A junta pôs à prova a repressão policial, que resultou em cinco vítimas. Mais de 700 pessoas foram presas. Ele mostrou sua força tirando o exército do quartel. Isso só serviu para radicalizar o protesto. Parece que agora ele está brincando com o tempo, esperando que o movimento acabe, devido ao terrível empobrecimento da população. Visa dividir a oposição (cooptando certas personalidades para um governo civil). A extensão geográfica do capitalismo clientelista permite que ele coopte membros da elite local. Também chega a acordos com alguns representantes de diferentes nacionalidades. Ele promete eleições (controladas) para apaziguar governos estrangeiros. No entanto, não se pode excluir que um dia opte por uma repressão massiva e sangrenta.
Nessas difíceis condições, a Quarta Internacional afirma sua plena solidariedade ao grande movimento de desobediência civil em curso, cujo alcance, compromisso e dinamismo saúda.
· Exige a libertação incondicional de todos os presos políticos.

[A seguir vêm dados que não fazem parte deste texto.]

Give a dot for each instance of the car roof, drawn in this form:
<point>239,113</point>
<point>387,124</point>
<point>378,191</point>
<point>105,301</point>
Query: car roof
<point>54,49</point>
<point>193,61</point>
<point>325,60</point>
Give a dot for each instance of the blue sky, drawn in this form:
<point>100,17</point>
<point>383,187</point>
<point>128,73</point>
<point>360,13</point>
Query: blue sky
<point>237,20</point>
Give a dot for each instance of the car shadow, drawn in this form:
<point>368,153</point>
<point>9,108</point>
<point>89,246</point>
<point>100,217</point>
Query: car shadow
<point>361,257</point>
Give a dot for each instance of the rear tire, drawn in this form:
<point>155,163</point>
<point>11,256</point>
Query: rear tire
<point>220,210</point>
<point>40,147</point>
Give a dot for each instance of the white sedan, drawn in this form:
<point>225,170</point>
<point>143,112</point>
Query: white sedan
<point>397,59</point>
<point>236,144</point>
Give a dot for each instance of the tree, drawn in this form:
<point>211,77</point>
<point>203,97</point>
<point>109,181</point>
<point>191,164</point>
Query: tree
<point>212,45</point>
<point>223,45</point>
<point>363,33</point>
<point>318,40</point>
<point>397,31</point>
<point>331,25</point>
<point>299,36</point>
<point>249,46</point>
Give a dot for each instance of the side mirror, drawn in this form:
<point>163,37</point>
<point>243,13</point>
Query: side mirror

· Apoia as nacionalidades na defesa de seus direitos.
· Apela à revogação de todas as leis repressivas (especialmente no domínio da ciber segurança) que permitem uma repressão sem entraves; a proteção de manifestantes e grevistas; respeito pela liberdade de expressão e de imprensa, liberdade de associação e direitos sindicais …
· A participação da Birmânia em organizações internacionais, começando com a ASEAN, deve ser suspensa até que sejam realizadas eleições democráticas e um governo civil seja formado, livre de tutela militar.
· Os militares possuem dois grandes conglomerados, a Myanmar Economic Corporation (MEC) e a Myanmar Economic Holdings Limited (MEHL). Toda cooperação com esses conglomerados deve terminar e os ativos estrangeiros de membros do conselho e seus aliados devem ser congelados. Os produtos das indústrias controladas pelos militares devem ser boicotados.
· As condições para uma ampla reforma constitucional devem ser satisfeitas. Um simples retorno à situação antes de 1º de fevereiro não faz sentido: o exército já estava no centro do poder, poderia novamente bloquear qualquer transição democrática.
· A experiência regional (Tailândia, etc.) e internacional mostra que a tendência geral de endurecimento dos regimes autoritários esbarra em revoltas populares capazes de obter vitórias significativas. O povo birmanês foi imediatamente apoiado pela informal Milk Tea Alliance, ativa em Hong Kong, Taiwan, Birmânia e Tailândia. É chegada a hora de afirmar um novo internacionalismo solidário!